Emerging technologies offer many advantages, but they also pose multiple risks that need to be properly considered. While their benefits can be commercialised, their risks must be identified and, where possible, mitigated.

  1. Systems automated by artificial intelligence generally lack the ability to make nuanced ethical decisions that align with human values. This can be especially harmful to sensitive domains such as health care, criminal justice and finance. As such, clear guidelines for human oversight are imperative for protection and security.
  2. Automated systems can inherit biases present in data used to train them, leading to further discrimination. The internet is notoriously biased, and adding to these biases creates a vicious circle, leading to further generative of negative AI-generated content if left unchecked.
  3. Having an ethical and responsible business by design can mitigate bias, such as by diversifying data collection, and providing algorithmic transparency and fairness assessments. Audits to check or avoid these biases and unintended consequences are vital. Transparency is also key when explaining key areas of risk to customers.
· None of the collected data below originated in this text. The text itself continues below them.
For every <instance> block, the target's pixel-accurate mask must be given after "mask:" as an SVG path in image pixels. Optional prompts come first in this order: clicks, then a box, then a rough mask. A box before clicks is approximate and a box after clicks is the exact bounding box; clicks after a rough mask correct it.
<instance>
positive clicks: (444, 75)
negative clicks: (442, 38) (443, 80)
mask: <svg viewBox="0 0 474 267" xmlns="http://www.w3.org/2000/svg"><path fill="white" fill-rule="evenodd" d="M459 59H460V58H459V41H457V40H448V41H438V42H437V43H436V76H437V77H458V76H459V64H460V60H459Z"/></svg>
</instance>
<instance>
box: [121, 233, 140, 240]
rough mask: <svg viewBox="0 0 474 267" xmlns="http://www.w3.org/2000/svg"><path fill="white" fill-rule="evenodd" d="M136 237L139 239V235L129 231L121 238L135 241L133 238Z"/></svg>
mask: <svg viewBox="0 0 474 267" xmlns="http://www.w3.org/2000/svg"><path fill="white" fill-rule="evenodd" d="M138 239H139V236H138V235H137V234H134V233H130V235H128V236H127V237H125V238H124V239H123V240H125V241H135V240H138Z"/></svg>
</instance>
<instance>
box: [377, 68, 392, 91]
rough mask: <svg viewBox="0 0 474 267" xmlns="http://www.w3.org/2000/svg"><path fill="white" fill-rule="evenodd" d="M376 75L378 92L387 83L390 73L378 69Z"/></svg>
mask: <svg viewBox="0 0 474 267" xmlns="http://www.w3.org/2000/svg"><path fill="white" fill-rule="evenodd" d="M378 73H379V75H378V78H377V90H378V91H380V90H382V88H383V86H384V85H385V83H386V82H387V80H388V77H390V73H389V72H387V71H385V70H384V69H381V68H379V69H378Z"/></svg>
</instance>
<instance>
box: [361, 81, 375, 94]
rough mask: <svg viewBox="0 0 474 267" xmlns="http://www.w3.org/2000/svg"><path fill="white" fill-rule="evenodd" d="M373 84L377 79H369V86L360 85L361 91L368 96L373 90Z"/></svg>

Mitigation can be put in place though some risks with new technologies will always remain.
  4. Implementing robust data governance practices and training for employees of the business can provide a solid groundwork to exploit the technology.
  5. There should be continuous monitoring and collaboration with all stakeholders. Also, work closely with staff and customers to monitor emerging risks and issues.
  6. Effective feedback loops with industry experts and regulators can help collectively address emerging challenges and opportunities to safely implement emerging technology.


Many emerging technologies are here to stay, and we will continue to see progression in them. Clear guidance and regulation must be in place for these technologies.

In the meantime, commercial agreements can be carefully drafted to take into account what regulatory provisions may be enacted in the future and predict insurance provisions, for example. However, it’s vital that experienced solicitors do this, in our opinion, with proper sector experience and understanding of such technologies and known risks. Having a regulated UK solicitor draft terms and conditions and commercial documents for businesses utilising AI offers several benefits. Such as they can tailor the terms and conditions to address specific risks and considerations associated with AI usage, such as data protection laws, intellectual property rights, and liability issues. Additionally, solicitors can help businesses anticipate and mitigate potential disputes or legal challenges, thereby reducing the likelihood of costly litigation in the future.

The future of AI and disruptive technology is here and racing ahead of us and business will embrace its benefits,  but businesses need to remember to watch and mitigate the risks. They must fully understand the limits with the technology and not remove some level of human oversight until the systems are ready. There is still a huge road ahead us in respect of understanding and governing the use of AI but the journey looks to be an exciting one!